Don’t forget who that man’s brother is, Charlene!
“Well,” Ashley said. “I must admit, the duke dances quite splendidly.”
“Forgive me for agreeing,” Maddie murmured.
Indeed, he danced as if he had been perfecting the art for a thousand years.
I can’t dance that well.
Charlene felt her heartbeat quicken, her cheeks flushing. There was surely something unrefined, almost untamed about his dancing—a shift from mechanical precision to something instinctive. It left her throat dry, a strange sensation that she had stumbled upon something she wasn’t meant to witness.
I want this.
Adventure. Passion. Grace.
Dangerous love.
Charlene shifted, her feet half-turning as if some deeper instinct urged her to either draw nearer or flee completely.
She remained rooted in place. And then, mid-turn, he stopped.
He didn’t hesitate; the pause was intentional.
His gaze swept across the ballroom—dark, searching—and fixed directly on her.
Her breath hitched.
Caught. But Charlene didn’t look away. Couldn’t. She swallowed hard, her fingers pressing into the smooth silk at her sides. He inclined his chin ever so slightly, the barest acknowledgment, before turning his attention back to his partner and guiding her through a final flourish of steps.
It wasn’t merely a greeting, nor a fleeting glance. Charlene felt it—just as surely as she felt the thrum of violins vibrating through the ballroom. The tilt of his head, the weight of his gaze, promised there would be more to come.
*
Her mask, edged with silver, lent her an air of daring that she likely required to extend her hand and propose a dance.
He hadn’t demurred. His hesitation would only have invited attention, and tonight he wanted none of it.
Besides, at that moment, he’d welcomed the interruption more than he cared to admit.
The whole room hummed with the notes of a lively quadrille; the violins pulling the couples on the floor into sweeping arcs.
The chandeliers overhead flickered with too much light, glinting off the endless sea of silk and satin.
Yet Adam’s focus wasn’t on the spectacle swirling around him or even the woman he was dancing with. All his attention was entirely on her.

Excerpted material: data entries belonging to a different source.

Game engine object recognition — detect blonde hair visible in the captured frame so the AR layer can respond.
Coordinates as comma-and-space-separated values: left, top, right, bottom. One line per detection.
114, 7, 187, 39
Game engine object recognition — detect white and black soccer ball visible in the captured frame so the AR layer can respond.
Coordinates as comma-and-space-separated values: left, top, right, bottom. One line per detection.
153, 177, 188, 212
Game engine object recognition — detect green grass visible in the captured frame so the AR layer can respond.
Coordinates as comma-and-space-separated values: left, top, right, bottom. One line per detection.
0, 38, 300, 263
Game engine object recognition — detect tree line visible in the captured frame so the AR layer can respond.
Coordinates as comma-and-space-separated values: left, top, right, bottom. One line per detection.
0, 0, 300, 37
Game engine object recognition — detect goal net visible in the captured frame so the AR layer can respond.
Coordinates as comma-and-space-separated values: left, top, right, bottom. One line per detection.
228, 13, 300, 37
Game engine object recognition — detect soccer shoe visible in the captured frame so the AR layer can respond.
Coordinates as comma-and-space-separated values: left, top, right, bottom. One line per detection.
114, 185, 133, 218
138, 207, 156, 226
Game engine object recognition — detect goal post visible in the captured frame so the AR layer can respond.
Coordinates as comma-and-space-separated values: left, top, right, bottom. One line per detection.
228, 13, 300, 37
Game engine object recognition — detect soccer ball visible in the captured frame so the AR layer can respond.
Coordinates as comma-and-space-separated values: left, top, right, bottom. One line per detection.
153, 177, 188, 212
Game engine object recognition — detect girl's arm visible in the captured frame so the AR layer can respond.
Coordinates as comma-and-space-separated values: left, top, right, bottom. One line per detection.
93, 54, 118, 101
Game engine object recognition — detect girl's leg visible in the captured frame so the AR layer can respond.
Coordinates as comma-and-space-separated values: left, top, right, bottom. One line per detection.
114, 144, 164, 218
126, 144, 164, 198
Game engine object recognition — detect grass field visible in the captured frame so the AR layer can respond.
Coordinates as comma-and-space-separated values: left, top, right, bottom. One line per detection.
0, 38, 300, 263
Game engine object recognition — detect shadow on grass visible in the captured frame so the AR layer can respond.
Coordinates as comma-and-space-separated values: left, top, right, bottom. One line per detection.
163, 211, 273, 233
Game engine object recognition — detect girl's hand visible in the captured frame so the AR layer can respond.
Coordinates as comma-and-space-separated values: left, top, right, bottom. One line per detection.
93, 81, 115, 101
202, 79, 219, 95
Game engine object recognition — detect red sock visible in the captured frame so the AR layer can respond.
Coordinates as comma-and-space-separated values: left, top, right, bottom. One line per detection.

She’d lingered earlier at the periphery of the ballroom, half-obscured by the towering potted palms. From afar, she’d seemed almost ethereal—slender but striking, inconspicuous yet somehow unmissable.
The curves suggested by the gown only stirred the corners of his imagination.
But it was her eyes that undid him. They had locked earlier.
Briefly. Bright, perceptive, and utterly arresting beneath the delicate lines of her green mask.
He could feel their pull even now, following him like a challenge he couldn’t resist.
Had she recognized him?
Would she even be looking his way if she had?
The dance finally came to an end. Unhooking himself smoothly from his current partner’s hand, Adam offered the woman a brief smile and murmured his goodbye.
He couldn’t hold back anymore, his course unwavering as he strode across the marble floor toward the girl who had refused to relinquish her hold on his attention.
Their eyes locked again, and his stomach lurched.